I don't see Angie get like that very often. She's usually pretty cool about stuff. But we've heard so many horror stories about rutting season with the Moose and how aggressive they can be. She had that right across her brain and she couldn't get past that. Of course I want to take pictures but I have a terrified wife right behind me. I did my best to reason with her while I tried for a few more shots, adjusting my settings, praying the Moose wasn't going to leave the road... or come at us. I explained about our distance from it, how the need to be quiet and still is best, how their eye sight isn't the greatest and he probably doesn't even really see us. But she wouldn't listen and the more she ranted about her fear, the more the fear grew within her. And at that point, I've hit frustration, losing my focus on the animal, and it's now on Angie. And at that point, the Moose decided it was time to leave the road and head for the wetlands. We could hear him push himself through the brush, branches cracking, leaves rustling and we lost sight of him momentarily. He did emerge on the other side of the bushes that run along the road and was now deep in the wetlands. We got back in the truck and slowly drove across the bridge for a better look plus this was the way back out anyways. But the bushes were high and we lost sight of the beast. I was disappointed and trying my best to comfort Angie. Of course we bickered back and forth the next 1/2 km or so and then it was over. I understand her fear, she understood my frustration and my reasoning on how we were okay was probably true. She's promised not to have a freak out if we ever run into one again. And we've been laughing about this misadventure ever since. And some of our friends have had a chuckle out of it too.

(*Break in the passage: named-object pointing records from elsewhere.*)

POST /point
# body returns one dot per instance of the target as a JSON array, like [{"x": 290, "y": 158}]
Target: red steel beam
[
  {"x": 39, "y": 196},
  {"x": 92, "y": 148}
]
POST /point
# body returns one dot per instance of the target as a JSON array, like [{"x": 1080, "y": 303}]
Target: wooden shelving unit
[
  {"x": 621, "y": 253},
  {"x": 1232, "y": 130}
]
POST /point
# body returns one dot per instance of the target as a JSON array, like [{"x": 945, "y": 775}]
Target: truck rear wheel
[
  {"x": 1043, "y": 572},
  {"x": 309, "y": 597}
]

Here's the big beautiful beast...
Here he is disappearing into the wetlands...
We had a great weekend away and I look forward to our next trip up there sometime in the winter, probably after new years.
Please enjoy a few other photos from our weekend away...
He's almost falling over trying to stuff them peanuts.
Peaceful times with the wildlife.
An Eastern Pheobe on the grounds (saw one in same spot last year... same bird?)
My fave "bug" shot of the weekend.
A view at dusk from our place of stay.
Night time view.
Morning view with a Common Loon out on the water.
A "painted" Painted Turtle for study.
Meadow was so excited when we got home, she needed a nap soon after in the warm afternoon sun. All the backyard critters were pretty happy too. 28 Pigeons greeted me, double that in Sparrows. Life in the city, eh.